Warsaw, Poland: Cruiser: Andrzej Fonfara (30-5,1ND) W TKO 5 Ismayl Sillah (25-6). Cruiser: Michal Cieslak (17-0,1ND) W RTD 5 Dusan Krstin (8-10).
Fonfara vs. Sillah
Fonfara puts on a mixed performance but gets the win. Fighting up at cruiser for the first time Fonfara made a fast start shaking Sillah with a right hook in the first. Sillah made a better start to the second landing some hard shots of his own and a clash of heads saw Fonfara cut over his left eye. However late in the round a right from Fonfara floored Sillah. The Ukrainian got up and had no trouble staying out of trouble to the bell. Sillah rebounded to have a good third slotting punches through Fonfara’s defence scoring with some hard lefts and deepening the cut over Fonfara’s left eye. The fight was close over the fourth although the judges saw it differently with two having Fonfara ahead 49-45 and the third was a better reflection of the action at 47-47. In the sixth a hard right from Fonfara had Sillah in trouble and Fonfara trapped him in a corner and was landing shots to head and body forcing the referee to halt the fight. The 30-year-old Chicago-based Pole was having his first fight in his home country since his pro debut in 2006. He was in the ring for the first time since losing to Adonis Stevenson for the WBC light heavy title a year ago and will now be looking to make his mark at cruiser. Sillah, 33, was being tipped as a future champion when he won his first 19 fights but a stoppage defeat against Denis Grachev and a second round kayo by Sergey Kovalev in a WBO title fight ended those hopes and he is now 2-4 in his last 6 fights.
Cieslak vs. Krstin
Cieslak wins but not impressively. He was too anxious to get an inside the distance victory and forgot his boxing with Krstin probably edging the first round. To add to Cieslak’s problems Krstin was elusive focused very much on defence and did a lot of clinching. Cieslak landed plenty in the third and Krstin resorted to spitting out his mouthguard to buy some time. The referee deducted a point from Krstin for holding in the fourth. Cieslak stepped up the pressure in the fifth landing more, including a few to the back of Krstin’s head and the Serb retired at the end of the round claiming an injury. Eleventh win by KO/TKO for Cieslak but his opposition has not been of sufficient quality to get him into the EBU ratings. Krstin, 23 is 2-6 in his last 8 fights.
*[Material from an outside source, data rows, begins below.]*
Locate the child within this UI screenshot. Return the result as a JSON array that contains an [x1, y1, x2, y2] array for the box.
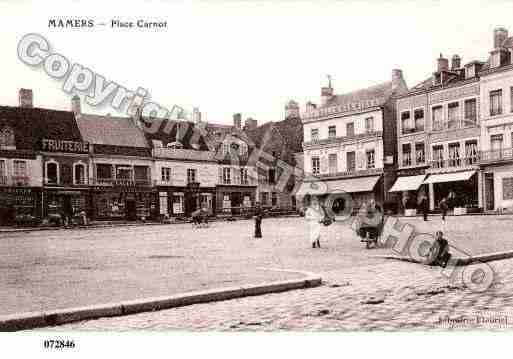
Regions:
[[433, 231, 451, 268]]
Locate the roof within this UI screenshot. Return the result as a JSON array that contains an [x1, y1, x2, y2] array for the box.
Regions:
[[77, 114, 149, 148], [324, 81, 393, 107], [0, 106, 83, 150], [143, 119, 209, 151]]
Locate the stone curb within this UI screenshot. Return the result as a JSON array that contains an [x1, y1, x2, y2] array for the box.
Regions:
[[0, 271, 322, 332], [372, 251, 513, 266]]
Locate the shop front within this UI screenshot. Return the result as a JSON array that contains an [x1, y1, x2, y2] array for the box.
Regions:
[[423, 170, 480, 213], [216, 185, 257, 215], [91, 186, 158, 221], [0, 187, 41, 225], [158, 182, 216, 218]]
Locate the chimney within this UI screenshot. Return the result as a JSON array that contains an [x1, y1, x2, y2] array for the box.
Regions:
[[18, 89, 34, 108], [493, 27, 508, 49], [285, 100, 299, 119], [244, 117, 258, 131], [392, 69, 407, 90], [233, 113, 242, 130], [451, 55, 461, 71], [71, 95, 82, 117], [321, 75, 333, 106], [437, 54, 449, 72], [192, 107, 201, 123]]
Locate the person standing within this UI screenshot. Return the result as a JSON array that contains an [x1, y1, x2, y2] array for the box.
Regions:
[[253, 205, 263, 238], [419, 194, 429, 221], [305, 196, 324, 248], [438, 197, 449, 222]]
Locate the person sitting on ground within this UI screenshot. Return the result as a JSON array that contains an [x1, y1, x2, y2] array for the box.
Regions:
[[431, 231, 451, 268]]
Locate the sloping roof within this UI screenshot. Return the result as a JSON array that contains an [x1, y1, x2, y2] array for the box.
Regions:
[[77, 114, 149, 148], [325, 81, 392, 107], [143, 119, 209, 151], [0, 106, 82, 150]]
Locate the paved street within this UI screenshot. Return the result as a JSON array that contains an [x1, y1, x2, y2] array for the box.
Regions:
[[0, 216, 513, 329]]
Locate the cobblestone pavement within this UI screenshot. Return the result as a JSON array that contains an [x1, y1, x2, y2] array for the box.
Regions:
[[4, 216, 513, 320], [56, 260, 513, 331]]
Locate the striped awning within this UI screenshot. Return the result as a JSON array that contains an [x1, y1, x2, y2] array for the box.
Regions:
[[423, 171, 476, 183], [388, 175, 426, 192]]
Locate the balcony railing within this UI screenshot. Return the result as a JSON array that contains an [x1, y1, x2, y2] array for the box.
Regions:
[[303, 131, 383, 146], [481, 148, 513, 163]]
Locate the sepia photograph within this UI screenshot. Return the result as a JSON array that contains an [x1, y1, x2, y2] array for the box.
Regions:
[[0, 0, 513, 357]]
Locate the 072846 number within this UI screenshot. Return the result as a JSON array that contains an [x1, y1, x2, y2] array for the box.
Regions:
[[43, 339, 75, 349]]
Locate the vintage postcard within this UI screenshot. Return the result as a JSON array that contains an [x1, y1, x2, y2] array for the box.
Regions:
[[0, 0, 513, 358]]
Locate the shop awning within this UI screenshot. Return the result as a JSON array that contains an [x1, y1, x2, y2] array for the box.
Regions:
[[388, 175, 426, 192], [326, 176, 381, 193], [423, 171, 476, 183]]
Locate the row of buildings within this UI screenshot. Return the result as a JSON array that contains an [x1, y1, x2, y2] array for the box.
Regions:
[[0, 89, 302, 224], [302, 28, 513, 217]]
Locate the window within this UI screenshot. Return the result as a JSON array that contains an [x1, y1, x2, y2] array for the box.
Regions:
[[365, 117, 374, 133], [413, 108, 424, 131], [312, 157, 321, 175], [328, 153, 338, 174], [432, 106, 443, 131], [447, 102, 460, 129], [160, 167, 171, 182], [187, 168, 197, 183], [0, 160, 7, 184], [415, 142, 426, 165], [346, 151, 356, 172], [365, 150, 375, 168], [465, 140, 478, 165], [490, 90, 502, 116], [509, 87, 513, 112], [490, 135, 503, 158], [74, 163, 86, 184], [346, 122, 354, 136], [116, 166, 132, 180], [403, 143, 411, 166], [240, 168, 249, 184], [310, 128, 319, 141], [328, 126, 337, 138], [267, 168, 276, 184], [465, 98, 477, 126], [449, 142, 461, 167], [401, 111, 411, 134], [223, 167, 231, 184], [45, 161, 59, 184], [433, 145, 444, 168], [96, 164, 112, 179], [271, 192, 278, 206]]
Doncaster, England: Super Bantam: Jason Cunningham (24-5) W PTS 10 Paul Economides (21-8). Cunningham wins the BBB of C Central Area title with very close decision over champion Economides. The referee carded this one 96-95 to southpaw Cunningham. A welcome win for Cunningham after consecutive losses against Reece Bellotti and Jordan Gill. Twice a Commonwealth champion Cunningham was dropping back down to bantam having ranged from super fly to feather in some recent fights. Economides had won the Central Area title in October and was making his first defence and certainly merits a return match.

Laurel, MD, USA: Welter: Gerome Quigley (18-0,1ND) ND 2 Ray Serrano (24-5,1ND). A very good looking match on paper but unfortunately a clash of heads brought a premature end when a clash of heads saw Quigley suffer a bad cut on his forehead. The IBF USBA and WBC USBC titles remain vacant and hopefully this one will be put on again later.

Fight of the week: None really stood out. The title fights Danny Roman vs. Moises Flores and Angel Acosta vs. Carlos Buitrago had some good action but were not exciting enough to qualify
Fighter of the week: Another destructive performance by Errol Spence with an honourable mention to Lewis Ritson
Punch of the week: The right from Wilfredo Vazquez Jr that ended the career of Cristian Mijares was special as was the final right with which Charlie Edwards finished Anthony Nelson
Upset of the week: An upset free week this time
One to watch: “Little Monzon” Jeremias Ponce 18-0 with honourable mention to 16-0 Manny Robles.